Carl Moll - Buy or sell works

23 April 1861, Vienna (Austria) - 13 April 1945, Vienna (Austria)

Carl Moll studied at the Academy of Fine Arts in Vienna. He was a member of the cooperative of visual artists, a co-founder of the Vienna Secession and a member of the German Künstlerbund as well as artistic director of Galerie Miethke.

From 1882 Carl Moll was part of the circle of students around Emil Jakob Schindler, for whom he worked as assistant. After Schindler's death in 1892, in 1895, he married his widow Anna and became stepfather of her daughters - Alma, later Alma Mahler-Werfel, and her half-sister Grete.

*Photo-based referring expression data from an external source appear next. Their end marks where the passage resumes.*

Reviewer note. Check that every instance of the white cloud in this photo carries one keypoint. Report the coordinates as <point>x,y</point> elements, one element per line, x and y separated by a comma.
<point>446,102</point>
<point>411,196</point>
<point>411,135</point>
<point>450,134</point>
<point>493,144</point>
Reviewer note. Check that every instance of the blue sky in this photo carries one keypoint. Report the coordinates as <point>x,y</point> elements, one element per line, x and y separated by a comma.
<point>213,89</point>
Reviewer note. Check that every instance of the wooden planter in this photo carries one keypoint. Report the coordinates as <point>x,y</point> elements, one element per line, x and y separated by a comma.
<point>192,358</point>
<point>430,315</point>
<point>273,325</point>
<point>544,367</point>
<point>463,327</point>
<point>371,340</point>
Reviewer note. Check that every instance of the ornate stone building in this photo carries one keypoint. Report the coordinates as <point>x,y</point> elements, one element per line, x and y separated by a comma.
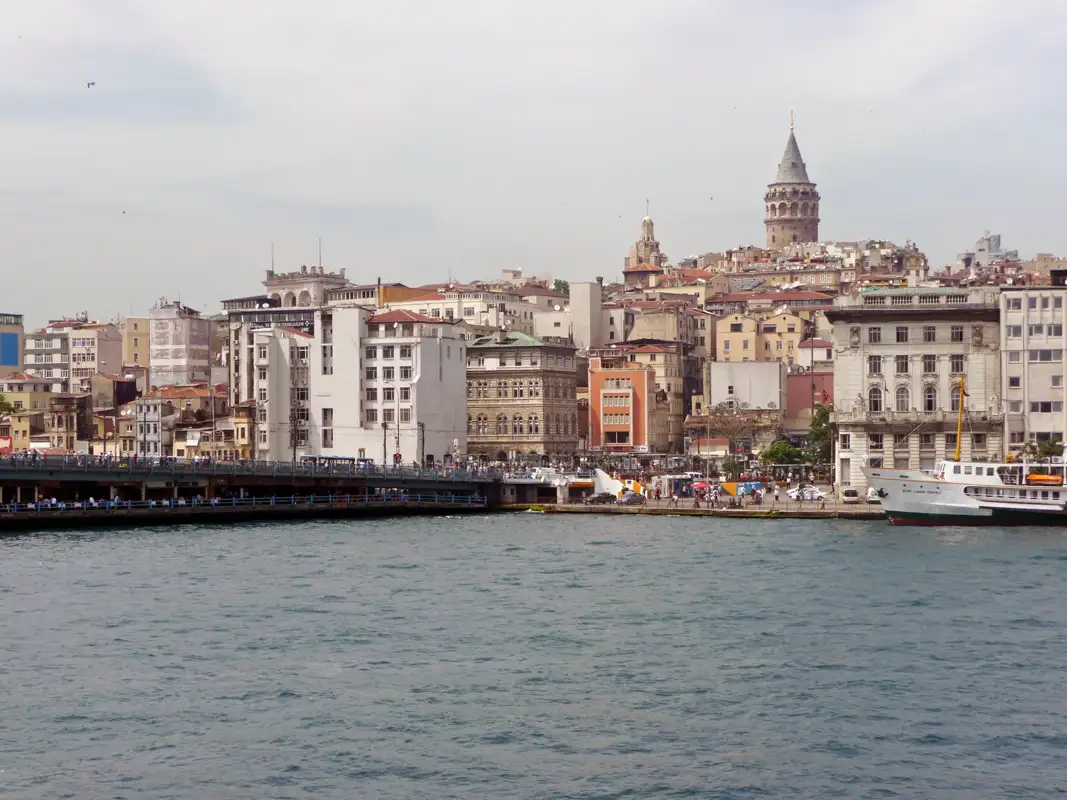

Moll's style was initially influenced by Stimmungsimpressionismus (English: 'Impressionism of the mood'), and the rendering of light and shadows played a significant role in his works. Moll was close friends with Josef Maria Olbrich, Gustav Klimt and Josef Hoffmann – relationships that all influenced his artistic output, which became heavily associated with Symbolism and Art Nouveau painting in Vienna around Gustav Klimt. Through his many contacts, he promoted groundbreaking exhibitions of international modernism, French Impressionism, and Belgian Symbolism at the Vienna Secession. In 1905, together with Gustav Klimt, he left the Secession and, as head of Galerie Miethke, dedicated numerous exhibitions to Klimt and his friends. He participated in the 1908 Kunstschau and the International Kunstschau of 1909. Galerie Miethke showed his work together with Max Kurzweil in 1911.

His scenes of interiors in his villa at the Hohe Warte in Vienna reflect the sophisticated atmosphere of the Wiener Moderne of Josef Hoffmann and Koloman Moser. In 1937, on occasion of Oskar Kokoschka's 50th birthday, he also organised an exhibition, which is remarkable considering that Germany's National Socialists had declared Kokoschka's art 'degenerate'.

Moll undertook numerous study trips during his life, among others, to Italy, France and Spain. As a patron of the arts, he supported the establishment of the Modern Gallery (now the Belvedere Museum) in Vienna. He was also active as a writer and wrote a biography of Emil Jakob Schindler (1930). Moll committed suicide in April 1945 at the age of 84.

Unanswered questions about the life and work of Carl Moll should find answers in a catalogue raisonné, currently under preparation by Cornelia Cabuk as part of the Belvedere Catalogue Raisonné series financed by Dorotheum.